Oeuvre monumentale aux prétentions non moins démesurées, ce film biographique est fait sans le moindre compromis : plus de quatre heures de film, un récit qui couvre plus de dix ans de la vie mouvementée d'Ernesto Guevara, dit le « Che », le type qui a ouvert une compagnie de t-shirts avec sa face dessus à Cuba, si je ne m'abuse... Ce type, donc, portant la barbe et fumant le cigare, avait des amis tout aussi barbus, et ensemble ils ont fait une révolution. Il en est aujourd'hui le plus fort symbole (depuis qu'on a vu Castro en pantalons de jogging, en fait), et le film tente, par des moyens cinématographiques, d'en saisir toutes les complexités. On est aussi loin du documentaire que du film propagandiste, alors que Soderbergh réalise un film responsable mettant à l'avant-plan les notions de révolution et de sacrifice où aucune complexité de l'être humain n'est négligée.
Benicio Del Toro, le véritable joyau de ce film, dégage par sa simple prestance une force intérieure digne de l'aura du « Che ». Un très grand rôle pour un très grand comédien. Le personnage n'est pourtant pas faussement « inspirant » comme ils le sont dans la plupart des biopics. Ce sont les idées d'engagement et de dévotion qui sont véhiculées par le personnage, qui ne refuse aucun sacrifice pour le bien de la cause, qui semble gêné par son statut d'icône vivante et qui, d'un peu maladroit au début, devient un véritable leader. Sans doute l'une des évolutions de personnage les plus crédibles du cinéma récent. Faut dire que le matériel était là.
Avec ses flashbacks et cette pause au milieu, Che est conçu comme les meilleures séries-télé; palpitant, juste assez mystérieux, recoupant plusieurs grandes histoires et de nombreux personnages secondaires. Encore une fois, le film n'hésite pas à prendre les grands moyens pour fonctionner, qu'il s'agisse de reconstitution ou d'un rapport à l'histoire qui refuse de nombreux raccourcis tout en refusant de s'installer dans une banale et rigoureuse chronologie.

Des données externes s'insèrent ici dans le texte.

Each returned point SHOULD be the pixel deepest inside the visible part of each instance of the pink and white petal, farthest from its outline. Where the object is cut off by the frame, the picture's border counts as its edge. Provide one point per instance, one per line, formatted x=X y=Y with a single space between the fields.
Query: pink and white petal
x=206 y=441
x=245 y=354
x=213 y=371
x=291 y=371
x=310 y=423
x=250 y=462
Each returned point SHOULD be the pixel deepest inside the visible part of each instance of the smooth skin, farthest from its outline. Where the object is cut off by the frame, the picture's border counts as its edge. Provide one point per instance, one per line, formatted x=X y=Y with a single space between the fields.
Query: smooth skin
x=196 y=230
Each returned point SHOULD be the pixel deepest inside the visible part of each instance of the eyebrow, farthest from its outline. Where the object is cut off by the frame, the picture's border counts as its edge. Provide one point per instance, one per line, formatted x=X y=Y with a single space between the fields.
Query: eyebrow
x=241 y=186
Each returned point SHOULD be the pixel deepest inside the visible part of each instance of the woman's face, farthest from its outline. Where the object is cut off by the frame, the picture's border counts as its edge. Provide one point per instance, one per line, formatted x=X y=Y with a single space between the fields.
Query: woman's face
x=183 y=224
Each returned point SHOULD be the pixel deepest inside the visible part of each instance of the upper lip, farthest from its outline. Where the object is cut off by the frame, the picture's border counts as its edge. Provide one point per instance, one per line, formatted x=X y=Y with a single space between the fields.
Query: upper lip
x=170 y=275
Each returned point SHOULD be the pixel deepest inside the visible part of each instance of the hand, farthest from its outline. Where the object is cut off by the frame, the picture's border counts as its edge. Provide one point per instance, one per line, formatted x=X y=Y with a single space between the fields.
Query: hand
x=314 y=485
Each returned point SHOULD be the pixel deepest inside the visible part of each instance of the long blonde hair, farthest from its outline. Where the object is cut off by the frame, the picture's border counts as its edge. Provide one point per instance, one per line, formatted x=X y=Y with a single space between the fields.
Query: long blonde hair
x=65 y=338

Dommage que Soderbergh, niveau réalisation, se contente de peu. Sa caméra à l'épaule est ultra-prévisible et les combats, particulièrement dans la deuxième partie, deviennent redondants et interchangeables. On perd alors toute la finesse de la première partie tandis que le « Che », frappé de sévères crises d'asthme, s'enlise de plus en plus profondément dans une campagne bolivienne vouée à l'échec. La réalisation est si près, cependant, qu'on a l'impression de suer et de sentir l'odeur des cigares et des corps en décomposition.
Che n'est pas un film sur un États-Unien, il n'est donc pas construit sur le modèle des films hollywoodiens. Là où un autre s'arrêterait, le film se poursuit pour deux heures, répondant à la victoire par une inévitable défaite. C'est cette longue agonie qui vient diminuer grandement l'impact de l'oeuvre. Pourtant, on ne l'imaginerait pas sans, Che ne pourrait pas être qu'un seul film qui se terminerait bien. Parce que le « Che » est mort, qu'on a maintenant son visage sur des t-shirts et que tout le monde peut en acheter un.
On est aussi loin du documentaire que du film propagandiste, alors que Soderbergh réalise un film responsable mettant à l'avant-plan les notions de révolution et de sacrifice où aucune complexité de l'être humain n'est négligée.